Coming in for an interview before the certification period is over

Most of the time, households only have interviews when they first apply for CalFresh benefits or need to be recertified. [MPP §§ 63-300.4, 63-504.61(d); 7 C.F.R. §§ 273.2(e)(1) and 273.14(c)(2).] Sometimes, however, the CalFresh office, by written notice, will ask the household to come in for an interview in the middle of the certification period.

If it is not clear from the notice, it is important for the household to find out in advance why the county wants the household to come in. Households do have to go to some kinds of meetings, but do not for other kinds of meetings. The CalFresh office might want the household to meet with the worker about changes in the household’s case. It might want the household to meet with someone from the employment and training program, to talk about getting work or training. It might want the household to meet with people in its quality control (QC) department.

Households do not have to have an interview with the eligibility worker until it is time to be recertified. That said, it is a good idea to go in anyway if the worker has a fair reason for wanting to meet with household. Households should ask if anyone else will be at the interview. The household can always ask whether the meeting can be conducted by phone, or bring in a representative or friend for support and as a witness.

Households are required to comply with CalFresh work program requirements, which may include an interview with the work program staff. [See MPP § 63-407.8; 7 C.F.R. § 273.2(e).] Unless otherwise exempt, a failure to attend an appointment with the employment and training program without good cause can lead to the termination of the non-compliant household member’s CalFresh benefits, until the household member attends the appointment. [MPP §§ 63-407.86, 63-407.5; 7 C.F.R. § 273.2(f).]

Applicant and recipient households must attend appointments with the “quality control unit.” [MPP § 63-505.13; 7 C.F.R. §§ 275.3(c)(5), 275.12(g)(1)(ii).] If the household does not come for a quality control (QC) interview or does not provide the requested information, without good cause, the county office will deny or cut off the CalFresh benefits of the household. [MPP § 63-505.12-.13; 7 C.F.R. § 273.2(d)(2).] If the non-cooperating person leaves the household during the QC penalty period, the ineligibility will follow that person. [See 75 Fed.Reg 33422 (June 11, 2010.]

Once a person has been cut off for not cooperating with the quality control unit, it can get back on CalFresh benefits only if 1) it reapplies and gives the CalFresh office the information it requests, or 2) waits 95 days after the end of the annual review period in which the refusal to cooperate with a state quality control reviewer [note that the federal regulation says 125 days after the end of the annual review period in which the refusal to cooperate with a state quality control reviewer] or 3) seven months after the refusal to cooperate with a federal quality control reviewer [note that the federal regulation says nine months after the refusal to cooperate with a federal quality control reviewer. [MPP § 63-505.13; 7 C.F.R. § 273.2(d)(2); 75 Fed.Reg 33422 (June 11, 2010.] In addition, the household also will have to verify all of the information in household application to get back on CalFresh benefits, not just questionable information. [MPP § 63-505.132; 7 C.F.R. § 273.2(f)(1)(ix).]

It is not required, but would not be surprising, to have the case referred for a fraud investigation upon reapplication.
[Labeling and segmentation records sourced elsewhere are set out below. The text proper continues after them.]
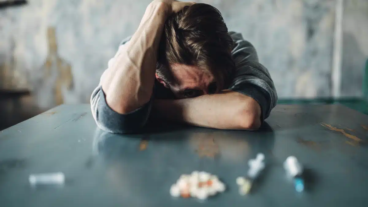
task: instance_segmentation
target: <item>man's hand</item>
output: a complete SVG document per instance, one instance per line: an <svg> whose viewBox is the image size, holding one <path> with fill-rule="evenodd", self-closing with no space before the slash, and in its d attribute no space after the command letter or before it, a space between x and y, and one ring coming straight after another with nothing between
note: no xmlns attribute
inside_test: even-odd
<svg viewBox="0 0 368 207"><path fill-rule="evenodd" d="M185 2L176 0L154 0L151 4L157 5L163 4L166 7L167 15L170 15L183 9L186 6L190 6L195 4L194 2Z"/></svg>
<svg viewBox="0 0 368 207"><path fill-rule="evenodd" d="M121 46L102 77L107 105L125 114L148 102L155 82L158 45L169 15L192 2L154 0L130 41Z"/></svg>
<svg viewBox="0 0 368 207"><path fill-rule="evenodd" d="M261 106L254 99L229 90L220 93L176 100L156 100L155 117L220 129L256 130Z"/></svg>

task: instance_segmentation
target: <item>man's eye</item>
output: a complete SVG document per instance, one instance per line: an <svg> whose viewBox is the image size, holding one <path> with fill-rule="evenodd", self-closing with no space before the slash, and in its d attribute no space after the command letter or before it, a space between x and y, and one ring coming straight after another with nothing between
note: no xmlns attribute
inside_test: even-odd
<svg viewBox="0 0 368 207"><path fill-rule="evenodd" d="M184 91L183 95L185 98L193 98L198 96L198 92L194 90L188 90Z"/></svg>

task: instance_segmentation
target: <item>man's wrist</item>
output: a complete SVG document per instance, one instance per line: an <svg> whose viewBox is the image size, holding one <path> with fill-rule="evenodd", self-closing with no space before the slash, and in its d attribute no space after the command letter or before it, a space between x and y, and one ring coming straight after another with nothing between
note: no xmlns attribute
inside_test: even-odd
<svg viewBox="0 0 368 207"><path fill-rule="evenodd" d="M146 12L148 13L153 12L161 15L163 15L164 20L170 14L170 5L165 2L161 1L155 0L151 2L146 9Z"/></svg>

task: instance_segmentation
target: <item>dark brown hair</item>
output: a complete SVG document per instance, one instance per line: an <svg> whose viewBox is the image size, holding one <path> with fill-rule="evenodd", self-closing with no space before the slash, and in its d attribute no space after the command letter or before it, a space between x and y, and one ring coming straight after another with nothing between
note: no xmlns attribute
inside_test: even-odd
<svg viewBox="0 0 368 207"><path fill-rule="evenodd" d="M217 91L224 89L235 68L231 54L233 44L217 9L203 3L185 7L165 23L156 73L170 84L174 81L170 64L196 66L213 75Z"/></svg>

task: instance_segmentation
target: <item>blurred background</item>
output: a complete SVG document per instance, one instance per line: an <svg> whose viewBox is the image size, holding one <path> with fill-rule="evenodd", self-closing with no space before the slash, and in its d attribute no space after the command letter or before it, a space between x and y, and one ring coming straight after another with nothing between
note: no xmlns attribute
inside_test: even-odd
<svg viewBox="0 0 368 207"><path fill-rule="evenodd" d="M0 130L89 103L151 1L0 0ZM279 103L340 103L368 114L368 0L196 2L217 8L254 45Z"/></svg>

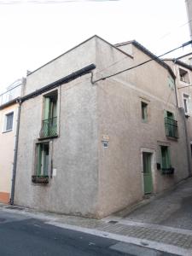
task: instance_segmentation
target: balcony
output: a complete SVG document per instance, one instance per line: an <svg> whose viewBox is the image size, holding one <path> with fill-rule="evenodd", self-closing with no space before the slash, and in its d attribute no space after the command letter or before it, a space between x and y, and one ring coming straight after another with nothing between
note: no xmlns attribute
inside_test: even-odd
<svg viewBox="0 0 192 256"><path fill-rule="evenodd" d="M165 118L166 136L172 138L178 138L177 121Z"/></svg>
<svg viewBox="0 0 192 256"><path fill-rule="evenodd" d="M35 183L49 183L49 176L32 176L32 182Z"/></svg>
<svg viewBox="0 0 192 256"><path fill-rule="evenodd" d="M50 118L42 121L40 138L57 136L57 118Z"/></svg>

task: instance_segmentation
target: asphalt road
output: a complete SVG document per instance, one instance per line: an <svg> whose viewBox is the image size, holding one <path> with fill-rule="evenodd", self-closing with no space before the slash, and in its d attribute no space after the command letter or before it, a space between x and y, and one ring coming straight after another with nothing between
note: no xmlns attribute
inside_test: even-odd
<svg viewBox="0 0 192 256"><path fill-rule="evenodd" d="M0 209L0 255L160 256L171 254L55 227L39 219L25 217L25 214L7 212Z"/></svg>

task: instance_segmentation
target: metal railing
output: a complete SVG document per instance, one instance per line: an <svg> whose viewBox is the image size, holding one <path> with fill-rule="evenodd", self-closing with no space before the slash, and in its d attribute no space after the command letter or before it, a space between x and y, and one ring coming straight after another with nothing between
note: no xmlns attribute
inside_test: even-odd
<svg viewBox="0 0 192 256"><path fill-rule="evenodd" d="M44 119L42 121L40 137L54 137L57 135L57 118Z"/></svg>
<svg viewBox="0 0 192 256"><path fill-rule="evenodd" d="M167 118L165 118L165 127L166 137L178 138L178 126L177 121Z"/></svg>
<svg viewBox="0 0 192 256"><path fill-rule="evenodd" d="M7 90L6 92L0 94L0 106L11 102L17 97L21 96L21 86L22 84L18 84L15 87Z"/></svg>

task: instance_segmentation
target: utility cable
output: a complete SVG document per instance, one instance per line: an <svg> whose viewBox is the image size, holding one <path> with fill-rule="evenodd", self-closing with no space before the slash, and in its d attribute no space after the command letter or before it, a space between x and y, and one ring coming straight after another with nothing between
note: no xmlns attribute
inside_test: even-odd
<svg viewBox="0 0 192 256"><path fill-rule="evenodd" d="M99 82L99 81L102 81L102 80L105 80L105 79L107 79L111 78L111 77L116 76L116 75L118 75L118 74L119 74L119 73L124 73L124 72L125 72L125 71L129 71L129 70L131 70L131 69L133 69L133 68L141 67L141 66L143 66L143 65L144 65L144 64L147 64L147 63L148 63L148 62L150 62L150 61L152 61L158 60L160 57L162 57L162 56L164 56L164 55L167 55L167 54L169 54L169 53L171 53L171 52L172 52L172 51L174 51L174 50L177 50L177 49L180 49L180 48L183 48L183 47L185 47L185 46L187 46L187 45L189 45L189 44L192 44L192 40L190 40L190 41L189 41L189 42L186 42L186 43L183 44L182 45L180 45L180 46L178 46L178 47L177 47L177 48L175 48L175 49L171 49L171 50L169 50L169 51L167 51L167 52L166 52L166 53L164 53L164 54L162 54L162 55L159 55L159 56L154 56L154 58L151 58L151 59L149 59L149 60L148 60L148 61L143 61L143 62L141 62L141 63L139 63L139 64L137 64L137 65L136 65L136 66L133 66L133 67L128 67L128 68L126 68L126 69L121 70L121 71L117 72L117 73L113 73L113 74L111 74L111 75L108 75L108 76L101 78L101 79L97 79L97 80L96 80L96 81L93 81L93 84L96 84L96 82Z"/></svg>

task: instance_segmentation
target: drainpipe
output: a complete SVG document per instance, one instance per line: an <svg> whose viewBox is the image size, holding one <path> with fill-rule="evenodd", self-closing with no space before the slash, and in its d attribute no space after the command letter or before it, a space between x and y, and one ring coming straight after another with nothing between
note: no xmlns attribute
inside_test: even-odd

In any event, keep this in mind: Members of a CalFresh household do not have to talk with the fraud unit. The household should talk to a lawyer first before speaking with anyone from the fraud unit. If the household has not talked to a lawyer, and someone from a fraud unit comes into an interview the household is having with a worker, the household can leave, though should indicate they are not refusing to cooperate with eligablity. It is fine for recipients to find out the subject of the investigation, and then state that they would like to consult with an attorney prior to answering any questions.

The fraud investigators are not to threaten or intimidate recipients into confessing. If this occurs, recipients may file a complaint. If, however, the eligibility worker requests verification of a condition of eligibility, even if related to the suspected fraud, the household must cooperate or risk being terminated for refusal to verify.